D'ailleurs, les traits graphiques utilisés pour caricaturer le portrait de la femme de l'auteur et de celui de la mère d'Hakim sont plutôt surprenant. Je laisserais le soin à Gérard Miller d'analyser ce sujet...
Les portraits des différents personnages humanistes rencontrés pendant cette odyssée sont une leçon d'hospitalité.
Ce passage où Hakim, trouve la bienveillance et le respect chez son ami à Beyrouth est un enseignement d'amitié, de tolérance et de bonté.
Cette notion est outre passé en France, bien plus profonde que celle de la solidarité.
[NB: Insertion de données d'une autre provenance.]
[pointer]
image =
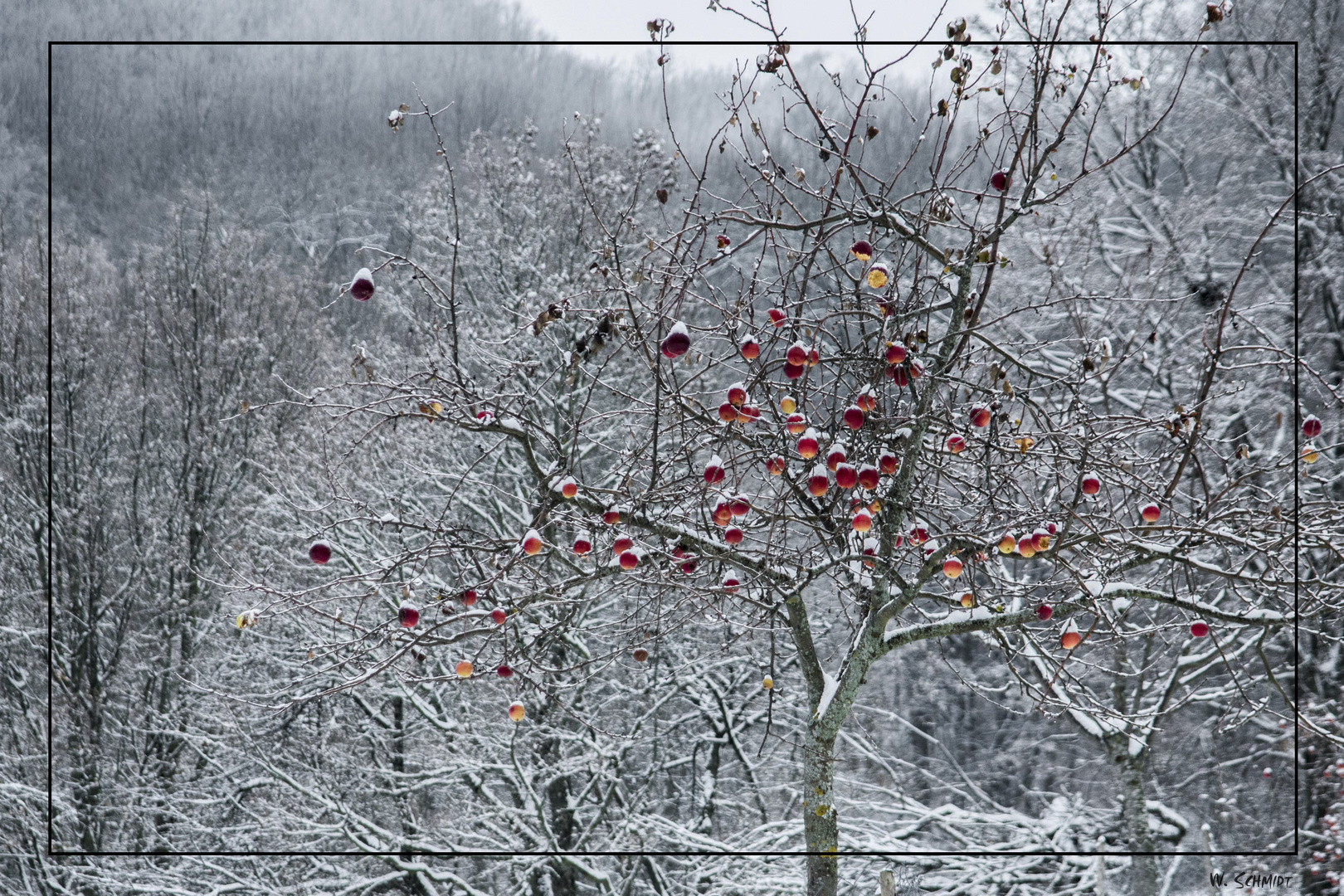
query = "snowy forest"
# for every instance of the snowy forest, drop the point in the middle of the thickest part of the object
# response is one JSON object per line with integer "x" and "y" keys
{"x": 476, "y": 470}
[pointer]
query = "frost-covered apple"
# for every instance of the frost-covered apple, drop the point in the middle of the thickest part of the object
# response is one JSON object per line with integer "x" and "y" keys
{"x": 362, "y": 288}
{"x": 836, "y": 455}
{"x": 810, "y": 444}
{"x": 678, "y": 342}
{"x": 869, "y": 477}
{"x": 847, "y": 477}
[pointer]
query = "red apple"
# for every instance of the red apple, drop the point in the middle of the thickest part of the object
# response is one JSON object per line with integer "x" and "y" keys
{"x": 808, "y": 445}
{"x": 869, "y": 476}
{"x": 362, "y": 288}
{"x": 678, "y": 342}
{"x": 847, "y": 477}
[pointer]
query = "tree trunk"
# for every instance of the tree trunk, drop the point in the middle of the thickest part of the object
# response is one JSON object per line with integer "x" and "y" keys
{"x": 1142, "y": 874}
{"x": 819, "y": 813}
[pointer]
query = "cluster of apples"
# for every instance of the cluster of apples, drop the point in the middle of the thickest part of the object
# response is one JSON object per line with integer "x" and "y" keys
{"x": 1030, "y": 544}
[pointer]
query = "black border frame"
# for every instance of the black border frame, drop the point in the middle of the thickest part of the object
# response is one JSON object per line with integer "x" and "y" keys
{"x": 403, "y": 853}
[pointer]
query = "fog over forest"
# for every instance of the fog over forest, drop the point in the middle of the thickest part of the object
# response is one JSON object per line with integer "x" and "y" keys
{"x": 476, "y": 469}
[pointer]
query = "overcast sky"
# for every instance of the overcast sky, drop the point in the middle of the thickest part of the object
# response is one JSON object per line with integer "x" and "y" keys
{"x": 804, "y": 21}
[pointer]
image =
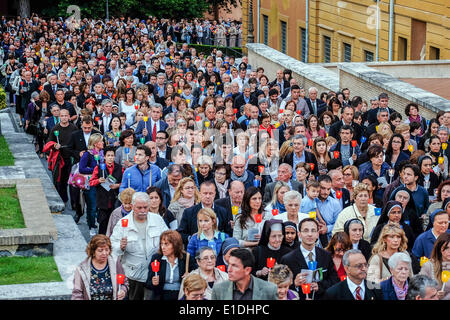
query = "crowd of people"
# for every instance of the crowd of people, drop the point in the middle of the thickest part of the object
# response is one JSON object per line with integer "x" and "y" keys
{"x": 206, "y": 178}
L'hospitalité est une famille qui ouvre ses bras, une maison qui ouvre ses portes en disant ma maison est ta maison. Ce sens responsable de l'hospitalité qui est sans doute ce qui a sauvé les syrien.ne.s de la terreur politique et des crimes de guerres. L'intelligence généreuse.
Les scènes de guerres, elles, sont stylisées suscitant l'émotion à la lecture sans voyeurisme.
Cette odyssée est passionnante et ce récit est nécessaire à faire se rencontrer les mondes.
****
L'odyssée d'Hakim, tome 1 De le Syrie à la Turquie
L'odyssée d'Hakim, tome 2 De la Turquie à la Grèce.
Aux édition Delcourt.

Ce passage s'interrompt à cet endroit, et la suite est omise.